The earthquake in Haiti might be devastating news for most of the planet, but for NBC Universal chair Jeff Zucker on Charlie Rose last night, the natural disaster was more ... a tool to deflect attention from NBC's failures. Despite Zucker's distraction attempts, Rose pressed on, drawing a few interesting responses from Zucker's otherwise boilerplate exec answers.

Throughout the thirty minute interview, Zucker characterized himself as a fearless leader who is not afraid to "roll the dice" at the risk of hundreds of millions of dollars worth of failure. The CEO also was careful to define all of his late night decisions as business strategies. Some of the more exciting points in his defense, below.

On whether announcing that Conan O'Brien would take over the Tonight Show in 2004 was a mistake:

"I don't think so...What that allowed us to do was that kept our late night franchise of Jay and Conan intact for five-and-a-half additional years [...] So I think actually that was the right decision at that time and I have no regrets about that."

Whether Jay Leno was upset to have to give up the Tonight Show back in 2004:

"No, he wasn't angry about it. At that point if you go back to 2004, Jay understood it and accepted it, and he was part of that decision. Look, the fact is that Jay continued to be incredibly successful at 11:35 and, you know, in an ideal world he obviously would have liked to have stayed in that role."

Why NBC decided to keep Jay Leno in spite of his dismal 10 P.M. ratings:

"We had the ratings champ in late night for the last 14 years in Jay Leno there. [...]

Well, we thought that Jay would be a broader program at 11:35, and we thought that Conan would have a greater chance for success at 12:05 behind Jay's program. Sometimes you don't know these things until you try them. [...] We've made a business decision that's in our best interest."
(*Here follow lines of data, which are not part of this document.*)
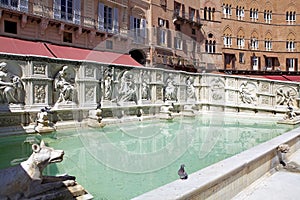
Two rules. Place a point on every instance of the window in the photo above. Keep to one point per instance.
(291, 17)
(138, 29)
(268, 16)
(108, 25)
(254, 44)
(240, 13)
(227, 41)
(193, 31)
(209, 13)
(210, 46)
(227, 10)
(178, 43)
(253, 14)
(163, 3)
(109, 44)
(290, 45)
(240, 42)
(67, 37)
(163, 23)
(255, 62)
(10, 27)
(163, 37)
(192, 14)
(268, 45)
(68, 10)
(108, 18)
(177, 8)
(292, 64)
(21, 5)
(241, 58)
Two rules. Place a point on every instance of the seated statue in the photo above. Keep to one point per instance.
(26, 180)
(11, 86)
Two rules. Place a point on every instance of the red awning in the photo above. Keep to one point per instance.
(292, 78)
(284, 78)
(72, 53)
(278, 78)
(22, 47)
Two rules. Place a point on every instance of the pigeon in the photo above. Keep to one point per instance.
(182, 173)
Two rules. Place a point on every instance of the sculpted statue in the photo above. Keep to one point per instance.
(108, 84)
(170, 90)
(190, 90)
(26, 180)
(127, 90)
(248, 93)
(63, 85)
(285, 97)
(11, 86)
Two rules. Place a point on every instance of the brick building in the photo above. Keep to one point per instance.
(184, 35)
(260, 35)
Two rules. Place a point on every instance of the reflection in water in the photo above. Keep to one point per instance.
(136, 157)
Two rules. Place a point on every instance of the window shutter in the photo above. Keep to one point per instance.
(116, 20)
(169, 38)
(77, 11)
(57, 9)
(287, 64)
(24, 6)
(101, 16)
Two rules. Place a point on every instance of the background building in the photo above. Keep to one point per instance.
(182, 35)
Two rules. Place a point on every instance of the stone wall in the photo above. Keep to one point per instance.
(72, 88)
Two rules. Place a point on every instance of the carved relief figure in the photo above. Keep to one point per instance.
(217, 89)
(285, 96)
(127, 90)
(62, 84)
(108, 84)
(248, 93)
(170, 90)
(190, 89)
(145, 86)
(25, 181)
(11, 86)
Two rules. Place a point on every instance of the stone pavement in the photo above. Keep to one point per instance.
(282, 183)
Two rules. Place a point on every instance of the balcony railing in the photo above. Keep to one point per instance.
(195, 21)
(50, 13)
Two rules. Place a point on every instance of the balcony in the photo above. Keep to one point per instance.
(184, 18)
(50, 15)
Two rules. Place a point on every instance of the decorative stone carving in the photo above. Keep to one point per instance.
(170, 89)
(11, 87)
(108, 84)
(26, 179)
(39, 69)
(285, 96)
(39, 93)
(43, 124)
(145, 86)
(217, 89)
(127, 88)
(248, 92)
(63, 84)
(89, 72)
(190, 89)
(90, 93)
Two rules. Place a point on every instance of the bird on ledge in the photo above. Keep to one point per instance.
(182, 173)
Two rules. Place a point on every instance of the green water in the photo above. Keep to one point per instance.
(125, 160)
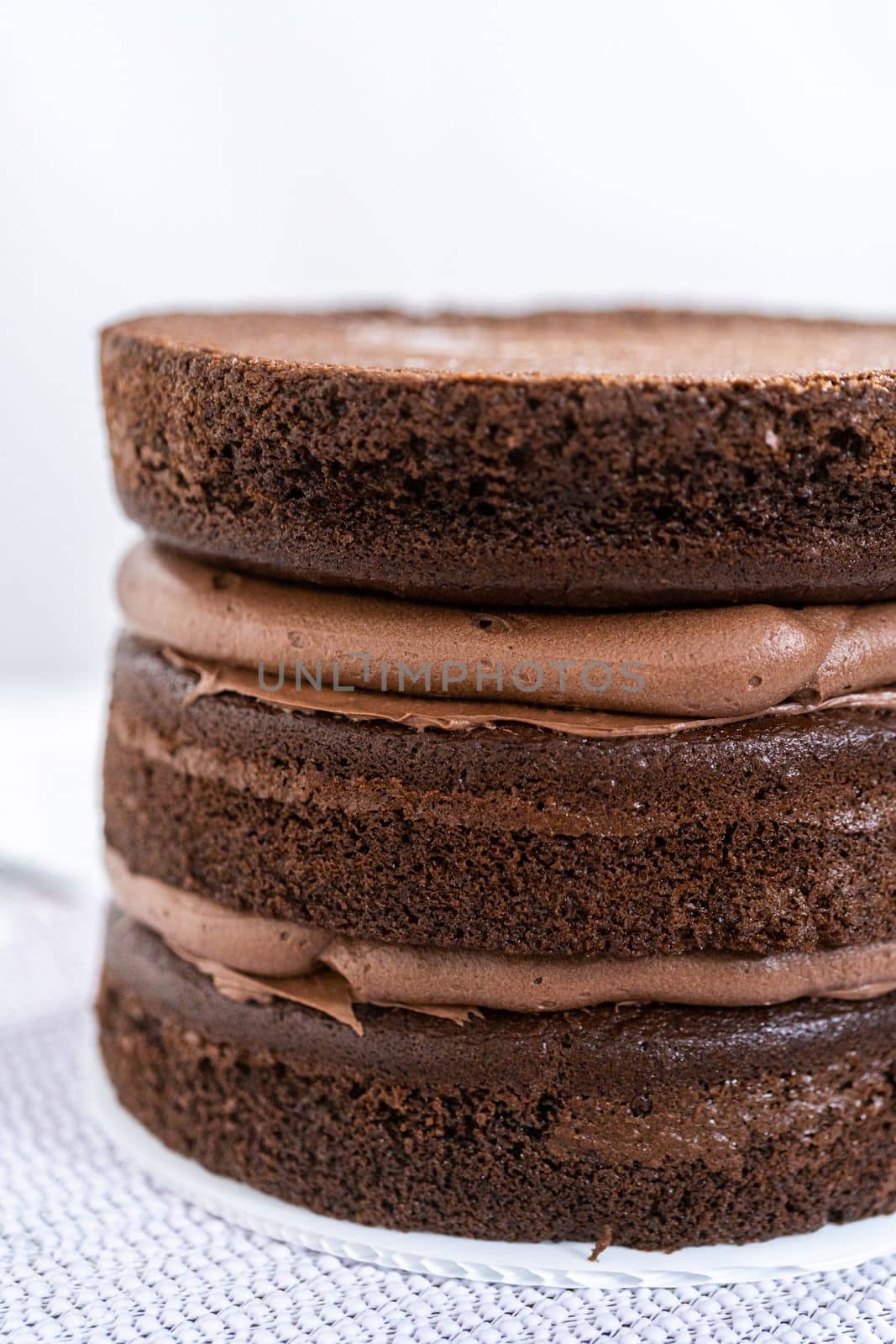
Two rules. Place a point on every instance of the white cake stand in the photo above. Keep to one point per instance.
(544, 1263)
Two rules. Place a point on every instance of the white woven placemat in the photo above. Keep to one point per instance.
(93, 1250)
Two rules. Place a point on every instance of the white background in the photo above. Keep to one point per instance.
(237, 152)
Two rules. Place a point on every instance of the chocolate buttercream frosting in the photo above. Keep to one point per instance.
(257, 958)
(708, 663)
(459, 716)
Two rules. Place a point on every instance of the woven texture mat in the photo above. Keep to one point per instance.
(93, 1250)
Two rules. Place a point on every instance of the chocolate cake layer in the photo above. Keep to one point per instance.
(770, 835)
(658, 1126)
(654, 459)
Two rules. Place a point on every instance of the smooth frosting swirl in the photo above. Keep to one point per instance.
(714, 663)
(255, 956)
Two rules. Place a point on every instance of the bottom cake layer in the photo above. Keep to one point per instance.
(652, 1126)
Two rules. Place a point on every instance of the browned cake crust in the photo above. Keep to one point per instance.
(775, 833)
(658, 459)
(665, 1126)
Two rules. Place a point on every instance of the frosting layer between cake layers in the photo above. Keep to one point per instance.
(253, 958)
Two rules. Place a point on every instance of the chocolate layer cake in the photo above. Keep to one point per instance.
(542, 920)
(579, 460)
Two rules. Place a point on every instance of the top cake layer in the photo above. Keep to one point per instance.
(584, 460)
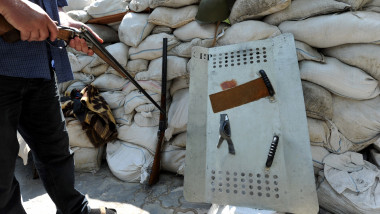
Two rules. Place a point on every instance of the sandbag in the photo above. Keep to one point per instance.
(77, 136)
(337, 29)
(306, 52)
(173, 159)
(246, 9)
(135, 98)
(176, 67)
(363, 56)
(121, 117)
(359, 121)
(151, 47)
(349, 185)
(302, 9)
(139, 5)
(173, 17)
(114, 99)
(171, 3)
(105, 32)
(128, 162)
(178, 112)
(102, 8)
(87, 159)
(248, 31)
(134, 28)
(194, 30)
(340, 79)
(318, 101)
(109, 82)
(145, 137)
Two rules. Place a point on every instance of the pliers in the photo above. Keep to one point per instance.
(225, 133)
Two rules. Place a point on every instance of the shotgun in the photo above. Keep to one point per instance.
(155, 173)
(10, 34)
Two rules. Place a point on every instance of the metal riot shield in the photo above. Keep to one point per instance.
(248, 142)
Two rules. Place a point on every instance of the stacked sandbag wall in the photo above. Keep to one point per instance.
(338, 50)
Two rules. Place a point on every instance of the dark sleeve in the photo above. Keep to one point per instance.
(61, 3)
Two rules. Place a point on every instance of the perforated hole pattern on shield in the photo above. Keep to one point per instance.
(237, 58)
(248, 184)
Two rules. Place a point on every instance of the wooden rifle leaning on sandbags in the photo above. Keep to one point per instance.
(155, 173)
(10, 34)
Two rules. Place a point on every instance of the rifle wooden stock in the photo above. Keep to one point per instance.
(155, 173)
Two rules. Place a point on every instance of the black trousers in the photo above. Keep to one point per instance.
(32, 107)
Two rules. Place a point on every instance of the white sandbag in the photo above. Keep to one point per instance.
(151, 47)
(184, 49)
(118, 50)
(105, 32)
(77, 4)
(318, 154)
(23, 149)
(178, 112)
(318, 101)
(135, 98)
(176, 67)
(101, 8)
(248, 31)
(305, 52)
(77, 136)
(162, 29)
(246, 9)
(87, 159)
(128, 162)
(77, 63)
(121, 117)
(137, 65)
(179, 83)
(173, 17)
(228, 209)
(194, 30)
(138, 5)
(134, 28)
(333, 30)
(145, 137)
(114, 99)
(150, 85)
(79, 15)
(147, 119)
(349, 185)
(340, 79)
(359, 121)
(95, 70)
(173, 159)
(109, 82)
(171, 3)
(355, 4)
(179, 140)
(363, 56)
(302, 9)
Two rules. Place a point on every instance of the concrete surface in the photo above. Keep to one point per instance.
(104, 189)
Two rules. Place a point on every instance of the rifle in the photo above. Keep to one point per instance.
(10, 34)
(155, 173)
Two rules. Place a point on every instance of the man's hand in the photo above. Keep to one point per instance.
(30, 19)
(77, 43)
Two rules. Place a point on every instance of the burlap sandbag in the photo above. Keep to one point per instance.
(248, 31)
(173, 17)
(302, 9)
(363, 56)
(341, 79)
(337, 29)
(318, 101)
(247, 9)
(359, 121)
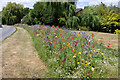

Zucker's strength as a leader:

"I think it's the sign of a leader to step up and say, you know, when something's not working to have the guts to reverse it. And the worst thing you can do is to let that mistake linger. And really that's what we've tried to do here. We tried to correct something that didn't work. We're not in denial about that. We're not burying our heads. Leadership about taking chances and taking risks, and also leadership is about acknowledging when they don't work."

Having perspective about NBC's foul-ups:

"Charlie, a little perspective here as well. You just had on someone who we both know well who I grew up with the business in Katie Couric in the previous half hour where you talked about Haiti. So a little perspective on what's really -- the magnitude of what's important here. What you were talking about there was very important. People calling me names in the big scheme of things and people delivering death threats over a program moving back a half-hour is really incredibly out of context when you think about what you were just talking about."

Whose choice it was to bump Conan:

"Charlie, at the end of the day, the viewers voted. The viewers voted on what happened at 10:00 and the viewers voted on what happened at 11:35. And then ultimately it's left to us to make a business decision. And that's what we've done. But this is up to the viewers."